Yasaklı bir ülke, yağmalanan Kürt dili ve kültürü, yıkılmış bütün umutlar...

Kürt adını anmak bile hayal...

*    *    *

Büyük umutlarla Kemal Burkay'ı Türkiye'ye çağırdılar, büyük şovlar yaptılar...

"Biz özgürlükçüyüz, öncekilere benzemeyiz." iddiasını demoklesin kılıcı gibi başımızın üzerinde tehdit olarak tuttular.

"Yahu sizin onlardan ne farkınız var; kandan medet umuyorsunuz, onlar askerle geliyordu, siz polisle geliyorsunuz üzerimize. Onlar kabaca yok etmeye çabalıyordu, siz profesyonelce... Ne değişti ki?" demenin suçu affedilemezdi!

Son üç yılda taş atan küçücük çocuklara astronomik cezalar verdiler, Kürt direnişinin kentlerde canlanması ihtimalinden çok korktular, bunu engellemek için ne lâzımsa...

*    *    *

Büyük umutlarla Burkay geldi, büyük şovlar yaptılar...
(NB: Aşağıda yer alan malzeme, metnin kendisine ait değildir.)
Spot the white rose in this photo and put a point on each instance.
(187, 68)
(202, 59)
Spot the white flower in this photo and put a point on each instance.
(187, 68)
Hem Alevi hem de sosyalist olan bu aydının eline Kürtçe Kur'an meali verdiler.

Ne de olsa Kur'an "tek dil, tek vatan, tek Türk..." diyordu onlara göre...
 
"Elde Kur'an, hedef Turan!" diyen ülkücülerden farksızdılar... Kur'an'ın Turan'ı, Kızılelma'yı, bilumum kafirliği, ırkçılığa dayanan zulümleri çöpe atmak için yollandığını hiç düşünmediler...

Kürtçenin Türkçeyle eşit olması gerektiğini hiç düşünmediler.

Önce Türk, sonra Müslümandılar... Onları Kur'an adına bir uyaran da çıkmadı kendi kavimlerinden... Dinden söz eden yazarları, Firavun'u destekleyen din adamları, sihirbazlar, Haman'lar gibi kendilerini desteklediler...

Böyle bir vasata bağışlanmış figüranlar, açılıma kurbanlar gerekiyordu.

Kürtlerin birliğini sekteye uğratacak biri kim olabilirdi?

Önder Aytaç ve Emre Uslu gibi hiç de masum olmayan proje hademeleri PSK üzerinde düşündüler.

PSK canlandırılarak PKK zayıflatılabilir miydi?

Hımmmmmmmm...

*    *    *

Çünkü bir önceki plan tutmamıştı.

İçerideki Hizbullah gerillalarını serbest bırakıp bu süreçte PKK üzerine saldırmaya teşvik ettiler, Hizbullah bu oyuna gelmedi. Kürtlerin kendi içlerinde kavga etmelerine karşı çıktı. Bu yönde bildiri yayımladı.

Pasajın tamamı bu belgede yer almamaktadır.